Product Context
PayFlow is a consumer payments app used for P2P transfers, bill pay, and merchant checkout. The growth team wants an ML system that decides which growth action to show a user at payment time or shortly after: cashback offer, referral prompt, autopay setup, card-on-file incentive, installment offer, or no intervention.
Scale
| Signal | Value |
|---|
| DAU | 28M |
| Monthly active payers | 65M |
| Peak payment-related QPS | 180K |
| Growth-decision QPS | 45K online, plus 120M batch decisions/day |
| Eligible actions | ~40 campaigns/policies active at once |
| User feature count | ~1,200 raw features, ~180 serving features |
| p99 latency budget | 120ms end-to-end, 40ms for modeling stack |
Task
Design an end-to-end ML system for this growth model, with special focus on online versus batch serving.
- Define the prediction target(s), decision surface, and success metrics for a payments growth model.
- Propose an architecture for batch scoring versus real-time scoring, including which use cases belong in each path.
- Design the feature, training, and serving system so that payment-context features are fresh while avoiding training-serving skew.
- Choose models for candidate selection, ranking, and final policy/re-ranking, and explain tradeoffs under the latency budget.
- Define offline evaluation, online experimentation, and monitoring for drift, calibration, and business guardrails.
- Identify likely failure modes in payments, including compliance, stale features, and over-targeting.
Constraints
- Payment authorization flow cannot be blocked; if the model is slow or unavailable, checkout must proceed.

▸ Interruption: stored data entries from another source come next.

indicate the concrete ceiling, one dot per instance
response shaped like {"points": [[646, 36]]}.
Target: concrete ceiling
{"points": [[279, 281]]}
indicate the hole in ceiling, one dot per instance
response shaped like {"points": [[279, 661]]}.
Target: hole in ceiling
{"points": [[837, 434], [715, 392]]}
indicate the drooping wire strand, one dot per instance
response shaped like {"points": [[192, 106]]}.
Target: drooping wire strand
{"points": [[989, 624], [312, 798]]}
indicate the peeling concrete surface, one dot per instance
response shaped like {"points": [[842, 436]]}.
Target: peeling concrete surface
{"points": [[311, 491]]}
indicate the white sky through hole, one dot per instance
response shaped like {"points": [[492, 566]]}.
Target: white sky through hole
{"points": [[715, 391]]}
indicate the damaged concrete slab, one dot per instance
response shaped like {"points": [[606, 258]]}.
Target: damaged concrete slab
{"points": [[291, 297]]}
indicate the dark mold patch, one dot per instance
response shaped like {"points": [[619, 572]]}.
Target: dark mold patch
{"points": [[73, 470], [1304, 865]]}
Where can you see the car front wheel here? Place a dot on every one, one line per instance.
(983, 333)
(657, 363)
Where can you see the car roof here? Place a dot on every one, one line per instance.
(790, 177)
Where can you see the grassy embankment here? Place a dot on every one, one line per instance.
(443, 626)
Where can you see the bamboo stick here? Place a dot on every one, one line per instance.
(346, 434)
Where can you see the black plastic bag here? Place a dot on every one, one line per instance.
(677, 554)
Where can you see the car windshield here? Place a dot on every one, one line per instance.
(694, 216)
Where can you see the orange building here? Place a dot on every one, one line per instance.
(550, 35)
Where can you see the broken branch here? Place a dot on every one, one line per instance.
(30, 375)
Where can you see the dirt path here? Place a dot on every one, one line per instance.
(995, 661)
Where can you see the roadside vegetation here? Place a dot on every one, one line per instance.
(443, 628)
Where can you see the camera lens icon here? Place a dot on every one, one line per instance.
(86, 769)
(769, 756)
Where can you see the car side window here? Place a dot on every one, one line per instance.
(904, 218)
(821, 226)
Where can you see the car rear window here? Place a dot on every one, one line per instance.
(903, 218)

- Some actions are compliance-gated by geography, KYC status, credit eligibility, and merchant category.
- Conversion labels are delayed: some outcomes arrive in-session, others after 7-30 days.
- The system must support both triggered decisions (during/after payment) and precomputed daily audiences for CRM channels.
- Cost target: average inference cost under $0.001 per online decision and under $25 per million batch scores.